Ahmadinejad stesso (espressione della linea rivoluzionaria) è messo in minoranza. La divergenza fra esecutivo, legislativo e Guida Suprema, è solo nel linguaggio. Per il governo è più opportuno presentare un profilo con meno spigoli e lasciare sempre aperta una porticina per il dialogo. La Guida Suprema, al contrario, deve esprimere una linea ideologica, dottrinaria, religiosa, di lungo termine e non può neppure permettersi di scendere a compromessi. In ogni caso, qualcuno sta mentendo. Nel migliore dei casi, mente Khamenei, mentre l’Iran si appresterebbe a iniziare una trattativa seria. Nel peggiore, il governo sta prendendo tempo ed è Khamenei a dir la verità. L’esperienza del passato (tutti i colloqui, finora, sono falliti) fa temere che sia vera la seconda ipotesi e che l’idea stessa della trattativa fosse solo un bluff. C’è ancora tempo per rimediare da qui al prossimo vertice del “5+1”, che si terrà in Kazakhstan il prossimo 26 febbraio. Ma, a meno che non si verifichino colpi di scena o non si svolgano colloqui segreti fra Usa e Iran, si delinea lo scenario di sempre: il regime iraniano prende tempo e prosegue, indefesso, verso il completamento del suo programma nucleare. D’altra parte, perché mai dovrebbe cambiare rotta proprio adesso, ad un passo dal suo obiettivo? Secondo gli ultimi rapporti dell’Aiea (Agenzia Internazionale per l’Energia Atomica), ci sono almeno due siti sospetti in cui potrebbe essere completato un programma nucleare anche militare.

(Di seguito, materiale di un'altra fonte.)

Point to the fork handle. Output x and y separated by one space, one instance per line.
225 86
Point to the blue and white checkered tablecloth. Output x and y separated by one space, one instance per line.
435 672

A Fordo, dentro una montagna, è raddoppiato il numero delle centrifughe per l’arricchimento dell’uranio. L’uranio arricchito può essere utilizzato per la fabbricazione di testate nucleari. A Parchin, invece, l’Aiea ci vede ancora meno chiaro. E sospetta che, in quel sito militare, siano già stati condotti in passato dei test per la fabbricazione delle testate vere e proprie, utilizzando (per ora) solo esplosivi convenzionali. In sintesi, a Fordo si prepara la materia prima e a Parchin il suo contenitore. Terzo: già a settembre sarebbe stato prelevato del plutonio dalla centrale di Bushehr. E anche il plutonio è materiale fissile adatto per la costruzione di bombe atomiche. Quali sarebbero i tempi previsti? Non lunghi. Gli analisti sono divisi. Secondo la stima del Mossad (solitamente più pessimista), l’Iran sarà pronto per il suo primo test nucleare per il 2015. Precedenti stime parlavano del 2012, o addirittura (nei primi anni 2000) del 2010. Ma l’allungamento dei tempi previsti non è dovuto ad una passata sopravvalutazione israeliana sulle capacità industriali iraniane. Bensì sul rallentamento effettivo del programma atomico di Teheran, dovuto, prima di tutto, ai sabotaggi e ai disordini interni: virus informatici, uccisione di scienziati nucleari, ondate di proteste che hanno costretto il regime a “distrarre” le proprie risorse per mantenere il potere.

L’Iran potrebbe rinunciare al programma atomico a causa delle sanzioni? Finora le misure restrittive dell’Onu sono state facilmente aggirate. Così come le navi cambiano bandiera, anche le banche possono aggirare i limiti. E prova ne è che sono stati colpiti, dal nuovo round di sanzioni, alcuni istituti creditizi nordcoreani, che facevano affari con le banche iraniane… due settimane fa. L’economia iraniana è duramente colpita. La popolazione ne soffre. Ma non al punto da far scoppiare una rivoluzione. Il programma nucleare, in sé, non pare proprio soffrirne. D’altra parte non c’è alcun embargo. Teheran può ancora rifornirsi di tutto ciò di cui ha bisogno dalla Russia e dalla Cina, i suoi principali fornitori di tecnologia sia nucleare che militare. Le sanzioni, piuttosto, sono un valido pretesto per bloccare ogni trattativa. Anche nel prossimo round negoziale del “5+1” c’è da attendersi che la proposta del regime iraniano suoni all’incirca come un: “prima levate tutte le sanzioni, poi riparleremo del resto”. Prendere tempo e poi mostrare agli altri il fatto compiuto: questa potrebbe essere, con tutta probabilità, la strategia di Khamenei. E una volta che l’Iran sarà diventata una potenza nucleare, nessuno può garantire come userà il suo nuovo potere. Come un deterrente per garantire la propria incolumità internazionale, o per annientare Israele, per manifestare (col suo solo possesso) la propria potenza agli altri Paesi musulmani e tornare alla guida della rivoluzione islamica o per ricattare i Paesi del Golfo. O tutte queste cose assieme. Nessuno lo può prevedere.